As the test of skill went on, it developed that the banker excelled if he took time to aim accurately, while he of Socorro Springs was the superior at quick shooting.
“It’s my specialty in the shooting line,” said Curtis. “You’d better practise it, Aleck. It’s the thing that counts most if you get into a scrimmage.”
He handed his hat, a wide-brimmed, gray felt, to Judge Banks, asking him to throw it up, adding, “I’d do it myself if my left arm wasn’t in dry dock.” He raised his revolver as the hat left the judge’s hand; there were three quick reports, and he sprang forward and caught the descending sombrero on the muzzle of his pistol. The three perforations in the crown of the hat were so close together that a silver dollar covered them.
“Bravo!” exclaimed the judge. “I don’t know but two other men who can do that. Little Jack Wilder never misses the trick, and Emerson Mead, over at Las Plumas, does it as if he were a machine and couldn’t miss. If you ever get a grudge against me, Mr. Conrad, I’ll engage the undertaker and order my tombstone at once!”
Bancroft turned away quickly. He swung his arm upward, fired, and found that his bullet had hardly nicked the outer rim of the target.
“Don’t pay any attention to your gun,” Curtis admonished him. “Keep both eyes open, look at the bull’s-eye, and unconsciously you’ll aim right at it. If you get into a gun play, where it’s a choice between giving up the ghost yourself or getting the other fellow’s, you want to fasten your eyes on his most accessible part, point your gun that way, and shoot on the wink. Between the eyes is a good place, for then you can hold him with your own. That’s the way I shall fix Delafield,” he added, dropping his voice.

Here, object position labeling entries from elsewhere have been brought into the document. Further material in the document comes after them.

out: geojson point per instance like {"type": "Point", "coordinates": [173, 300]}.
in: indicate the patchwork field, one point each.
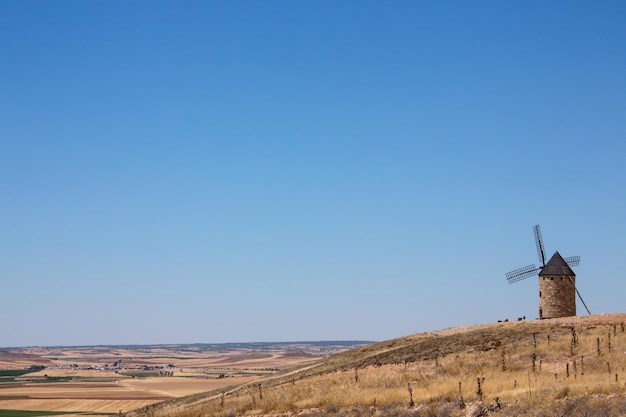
{"type": "Point", "coordinates": [110, 380]}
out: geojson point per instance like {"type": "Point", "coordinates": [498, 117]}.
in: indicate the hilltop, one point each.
{"type": "Point", "coordinates": [571, 366]}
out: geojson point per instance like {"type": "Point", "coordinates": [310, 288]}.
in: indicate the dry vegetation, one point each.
{"type": "Point", "coordinates": [110, 380]}
{"type": "Point", "coordinates": [573, 366]}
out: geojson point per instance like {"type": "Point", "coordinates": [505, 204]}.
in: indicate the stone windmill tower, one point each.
{"type": "Point", "coordinates": [557, 282]}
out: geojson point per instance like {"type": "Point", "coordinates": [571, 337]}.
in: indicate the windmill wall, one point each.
{"type": "Point", "coordinates": [557, 296]}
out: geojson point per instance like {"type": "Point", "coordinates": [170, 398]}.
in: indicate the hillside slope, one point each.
{"type": "Point", "coordinates": [569, 366]}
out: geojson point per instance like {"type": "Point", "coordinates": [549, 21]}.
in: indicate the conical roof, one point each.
{"type": "Point", "coordinates": [556, 266]}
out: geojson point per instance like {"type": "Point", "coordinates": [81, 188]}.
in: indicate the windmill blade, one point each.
{"type": "Point", "coordinates": [572, 261]}
{"type": "Point", "coordinates": [521, 273]}
{"type": "Point", "coordinates": [539, 242]}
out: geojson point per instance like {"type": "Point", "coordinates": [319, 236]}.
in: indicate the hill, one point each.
{"type": "Point", "coordinates": [573, 366]}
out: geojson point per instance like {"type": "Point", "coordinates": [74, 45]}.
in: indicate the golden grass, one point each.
{"type": "Point", "coordinates": [539, 364]}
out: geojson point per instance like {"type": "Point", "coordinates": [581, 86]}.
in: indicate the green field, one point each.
{"type": "Point", "coordinates": [9, 375]}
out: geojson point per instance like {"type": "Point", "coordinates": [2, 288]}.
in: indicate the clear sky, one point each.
{"type": "Point", "coordinates": [238, 171]}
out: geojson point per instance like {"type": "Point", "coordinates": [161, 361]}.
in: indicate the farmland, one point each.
{"type": "Point", "coordinates": [110, 379]}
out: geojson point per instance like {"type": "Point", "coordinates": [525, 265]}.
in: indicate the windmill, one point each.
{"type": "Point", "coordinates": [557, 281]}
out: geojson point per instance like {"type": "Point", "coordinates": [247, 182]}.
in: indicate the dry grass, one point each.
{"type": "Point", "coordinates": [441, 371]}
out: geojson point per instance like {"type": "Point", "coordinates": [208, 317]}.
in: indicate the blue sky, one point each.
{"type": "Point", "coordinates": [179, 172]}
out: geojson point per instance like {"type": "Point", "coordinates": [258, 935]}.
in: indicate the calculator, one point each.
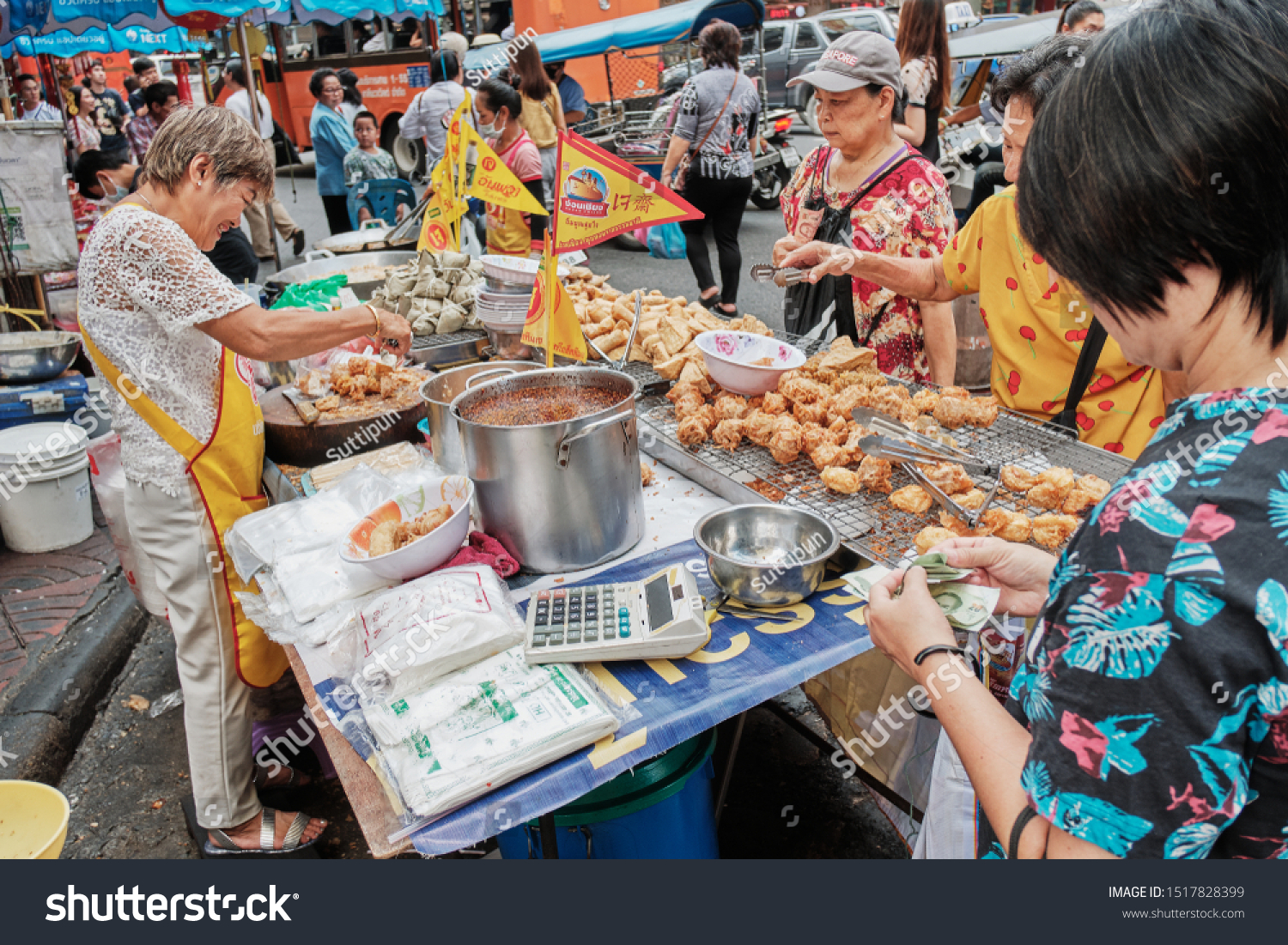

Cold anger seized upon Bancroft as the picture of that gun muzzle close to his own forehead came vividly into his imagination. Until now Conrad had not mentioned the subject of Delafield to him since the day of his return to town, and the banker’s friendly feelings had renewed themselves with the growth of his own confidence and with his desire to compass what he wished without violence. But Curtis had only to speak of his purpose in this cold-blooded manner for the banker to know that he, too, was rapidly becoming as implacable as his pursuer.